As a programmer, you can consider a feature, in machine learning, to be a variable associated with some entity that contains a value that is useful for helping train a model to solve a prediction problem. That is, the feature is just a variable with predictive power for a machine learning problem, or task.

A feature group is a table of features, where each feature group has a primary key, and optionally an event_time column (indicating when the features in that row were observed), and a partition key. Collectively, they are referred to as columns. The partition key determines how to layout the feature group rows on disk such that you can efficiently query the data using queries with the partition key. For example, if your partition key is the day and you have hundreds of days worth of data, with a partition key, you can query the day for only a given day or a range of days, and only the data for those days will be read from disk.

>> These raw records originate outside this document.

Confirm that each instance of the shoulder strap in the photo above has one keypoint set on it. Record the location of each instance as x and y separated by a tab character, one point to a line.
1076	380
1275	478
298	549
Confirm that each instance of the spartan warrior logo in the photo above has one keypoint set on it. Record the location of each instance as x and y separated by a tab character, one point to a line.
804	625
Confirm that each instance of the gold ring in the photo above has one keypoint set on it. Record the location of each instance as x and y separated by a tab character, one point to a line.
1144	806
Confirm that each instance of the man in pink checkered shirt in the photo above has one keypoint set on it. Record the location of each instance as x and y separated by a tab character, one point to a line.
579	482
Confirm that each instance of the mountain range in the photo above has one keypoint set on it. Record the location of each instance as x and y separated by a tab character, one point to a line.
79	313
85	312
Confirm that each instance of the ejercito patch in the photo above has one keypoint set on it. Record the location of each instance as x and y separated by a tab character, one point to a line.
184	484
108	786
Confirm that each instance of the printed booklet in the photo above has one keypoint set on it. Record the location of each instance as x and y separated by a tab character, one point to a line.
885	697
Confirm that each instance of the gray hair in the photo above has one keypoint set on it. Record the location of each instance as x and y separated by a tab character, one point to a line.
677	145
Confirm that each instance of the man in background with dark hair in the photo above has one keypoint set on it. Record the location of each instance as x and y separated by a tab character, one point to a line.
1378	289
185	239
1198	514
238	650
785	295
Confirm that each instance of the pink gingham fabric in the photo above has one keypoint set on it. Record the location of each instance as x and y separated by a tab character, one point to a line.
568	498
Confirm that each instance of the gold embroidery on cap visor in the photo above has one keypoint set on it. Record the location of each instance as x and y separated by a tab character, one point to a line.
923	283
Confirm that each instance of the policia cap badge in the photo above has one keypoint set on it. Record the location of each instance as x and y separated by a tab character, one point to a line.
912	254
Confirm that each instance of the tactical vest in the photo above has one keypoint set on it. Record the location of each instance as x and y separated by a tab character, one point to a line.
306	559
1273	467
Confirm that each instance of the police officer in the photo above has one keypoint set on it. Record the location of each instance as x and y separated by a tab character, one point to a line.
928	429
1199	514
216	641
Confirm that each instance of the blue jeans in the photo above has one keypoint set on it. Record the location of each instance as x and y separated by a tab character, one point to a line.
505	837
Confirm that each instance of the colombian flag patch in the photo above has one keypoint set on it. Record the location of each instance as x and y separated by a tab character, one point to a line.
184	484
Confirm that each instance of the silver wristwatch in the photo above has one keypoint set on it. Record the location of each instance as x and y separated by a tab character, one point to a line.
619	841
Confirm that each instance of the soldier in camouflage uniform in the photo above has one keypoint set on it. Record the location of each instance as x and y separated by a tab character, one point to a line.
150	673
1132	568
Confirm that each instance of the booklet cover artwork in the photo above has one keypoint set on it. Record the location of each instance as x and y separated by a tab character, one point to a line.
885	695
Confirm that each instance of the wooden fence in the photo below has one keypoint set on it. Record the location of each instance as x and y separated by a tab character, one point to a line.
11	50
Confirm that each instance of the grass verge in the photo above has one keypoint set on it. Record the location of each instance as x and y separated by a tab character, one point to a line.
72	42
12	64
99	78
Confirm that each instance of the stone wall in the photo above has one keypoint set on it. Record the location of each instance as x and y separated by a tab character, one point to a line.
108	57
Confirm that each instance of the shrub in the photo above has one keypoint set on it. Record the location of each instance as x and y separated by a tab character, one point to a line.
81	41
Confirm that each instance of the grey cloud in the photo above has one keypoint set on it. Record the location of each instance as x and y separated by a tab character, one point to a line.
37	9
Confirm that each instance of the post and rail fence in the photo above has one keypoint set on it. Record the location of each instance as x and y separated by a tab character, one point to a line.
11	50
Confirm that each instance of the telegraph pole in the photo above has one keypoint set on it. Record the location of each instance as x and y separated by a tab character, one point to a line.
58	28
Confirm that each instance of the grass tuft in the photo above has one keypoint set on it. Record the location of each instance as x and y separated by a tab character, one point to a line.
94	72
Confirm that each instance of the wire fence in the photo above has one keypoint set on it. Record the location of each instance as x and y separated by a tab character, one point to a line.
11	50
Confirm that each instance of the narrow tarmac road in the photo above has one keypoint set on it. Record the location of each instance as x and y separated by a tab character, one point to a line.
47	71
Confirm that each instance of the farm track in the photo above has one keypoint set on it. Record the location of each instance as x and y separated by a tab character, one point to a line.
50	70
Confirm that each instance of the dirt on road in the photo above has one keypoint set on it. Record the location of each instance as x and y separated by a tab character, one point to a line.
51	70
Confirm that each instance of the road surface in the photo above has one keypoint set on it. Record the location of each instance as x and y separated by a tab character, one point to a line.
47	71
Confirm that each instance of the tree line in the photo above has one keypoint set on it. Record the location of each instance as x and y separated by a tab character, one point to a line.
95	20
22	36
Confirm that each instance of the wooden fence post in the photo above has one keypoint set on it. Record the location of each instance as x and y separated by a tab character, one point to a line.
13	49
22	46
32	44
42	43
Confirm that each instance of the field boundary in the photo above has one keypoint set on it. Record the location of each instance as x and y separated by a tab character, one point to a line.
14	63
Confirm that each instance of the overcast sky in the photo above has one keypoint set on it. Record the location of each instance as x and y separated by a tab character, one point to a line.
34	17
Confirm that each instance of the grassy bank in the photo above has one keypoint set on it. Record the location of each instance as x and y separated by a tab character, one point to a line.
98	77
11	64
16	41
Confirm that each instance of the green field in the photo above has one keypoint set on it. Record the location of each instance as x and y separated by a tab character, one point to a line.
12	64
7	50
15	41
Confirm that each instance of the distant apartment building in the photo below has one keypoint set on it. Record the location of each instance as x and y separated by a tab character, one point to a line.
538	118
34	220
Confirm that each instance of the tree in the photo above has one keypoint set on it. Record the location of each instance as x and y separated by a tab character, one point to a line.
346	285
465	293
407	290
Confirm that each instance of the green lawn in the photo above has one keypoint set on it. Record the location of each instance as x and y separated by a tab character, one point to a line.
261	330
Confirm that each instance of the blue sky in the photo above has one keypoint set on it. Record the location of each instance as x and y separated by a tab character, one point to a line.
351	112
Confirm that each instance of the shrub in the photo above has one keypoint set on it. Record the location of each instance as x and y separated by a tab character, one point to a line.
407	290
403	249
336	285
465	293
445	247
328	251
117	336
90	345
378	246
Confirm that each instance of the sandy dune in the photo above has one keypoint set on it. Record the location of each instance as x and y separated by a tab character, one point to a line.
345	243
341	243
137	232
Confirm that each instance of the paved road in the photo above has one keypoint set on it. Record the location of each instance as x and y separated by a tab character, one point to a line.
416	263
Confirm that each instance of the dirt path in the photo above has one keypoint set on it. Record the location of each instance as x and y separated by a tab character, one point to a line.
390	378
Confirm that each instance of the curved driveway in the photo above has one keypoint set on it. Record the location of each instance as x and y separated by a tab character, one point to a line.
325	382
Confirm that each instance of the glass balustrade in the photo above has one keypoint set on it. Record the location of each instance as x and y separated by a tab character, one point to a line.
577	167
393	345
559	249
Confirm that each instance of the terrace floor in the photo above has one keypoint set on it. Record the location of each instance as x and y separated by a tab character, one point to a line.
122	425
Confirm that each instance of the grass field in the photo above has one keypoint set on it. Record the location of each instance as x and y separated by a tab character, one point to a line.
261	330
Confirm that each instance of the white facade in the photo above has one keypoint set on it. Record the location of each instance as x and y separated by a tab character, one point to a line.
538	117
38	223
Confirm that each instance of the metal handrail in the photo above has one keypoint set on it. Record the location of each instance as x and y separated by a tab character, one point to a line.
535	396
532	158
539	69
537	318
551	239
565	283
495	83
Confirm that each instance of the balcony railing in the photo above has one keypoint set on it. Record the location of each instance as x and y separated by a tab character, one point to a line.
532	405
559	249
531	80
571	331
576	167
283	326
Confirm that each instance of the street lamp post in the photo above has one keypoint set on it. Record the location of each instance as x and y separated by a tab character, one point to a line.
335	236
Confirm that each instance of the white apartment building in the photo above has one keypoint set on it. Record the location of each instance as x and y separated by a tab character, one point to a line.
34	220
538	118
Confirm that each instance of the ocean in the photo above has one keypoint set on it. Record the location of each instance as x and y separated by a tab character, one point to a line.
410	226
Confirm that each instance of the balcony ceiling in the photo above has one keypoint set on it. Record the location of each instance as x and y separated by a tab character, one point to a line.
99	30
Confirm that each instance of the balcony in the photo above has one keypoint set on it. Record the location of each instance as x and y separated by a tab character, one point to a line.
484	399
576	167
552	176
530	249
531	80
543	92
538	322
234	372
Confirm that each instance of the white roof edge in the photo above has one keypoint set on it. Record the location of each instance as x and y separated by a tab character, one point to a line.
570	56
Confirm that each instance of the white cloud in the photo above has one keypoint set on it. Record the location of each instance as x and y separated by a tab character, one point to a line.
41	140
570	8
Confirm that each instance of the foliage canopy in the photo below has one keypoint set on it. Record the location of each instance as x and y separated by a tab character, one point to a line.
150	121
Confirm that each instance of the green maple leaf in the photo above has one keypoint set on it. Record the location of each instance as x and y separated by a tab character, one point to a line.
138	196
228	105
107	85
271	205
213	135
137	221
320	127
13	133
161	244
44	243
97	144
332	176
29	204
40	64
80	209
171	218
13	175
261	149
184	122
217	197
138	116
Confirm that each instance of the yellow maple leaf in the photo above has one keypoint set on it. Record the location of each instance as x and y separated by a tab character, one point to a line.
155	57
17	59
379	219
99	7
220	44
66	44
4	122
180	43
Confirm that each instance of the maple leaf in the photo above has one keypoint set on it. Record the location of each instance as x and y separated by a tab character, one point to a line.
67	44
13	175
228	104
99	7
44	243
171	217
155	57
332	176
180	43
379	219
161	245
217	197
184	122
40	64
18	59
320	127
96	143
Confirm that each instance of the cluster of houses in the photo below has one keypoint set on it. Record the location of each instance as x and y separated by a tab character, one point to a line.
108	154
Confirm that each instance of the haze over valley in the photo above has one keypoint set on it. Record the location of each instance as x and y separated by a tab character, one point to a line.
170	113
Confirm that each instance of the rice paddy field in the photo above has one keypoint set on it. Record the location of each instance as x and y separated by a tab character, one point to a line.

Online and offline Storage#

Feature groups can be stored in a low-latency "online" database and/or in low cost, high throughput "offline" storage, typically a data lake or data warehouse.

Online Storage#

The online store stores only the latest values of features for a feature group. It is used to serve pre-computed features to models at runtime.

Offline Storage#

The offline store stores the historical values of features for a feature group so that it may store much more data than the online store. Offline feature groups are used, typically, to create training data for models, but also to retrieve data for batch scoring of models.

In most cases, offline data is stored in Hopsworks, but through the implementation of storage connectors, it can reside in an external file system. The externally stored data can be managed by Hopsworks by defining ordinary feature groups or it can be used for reading only by defining External Feature Group.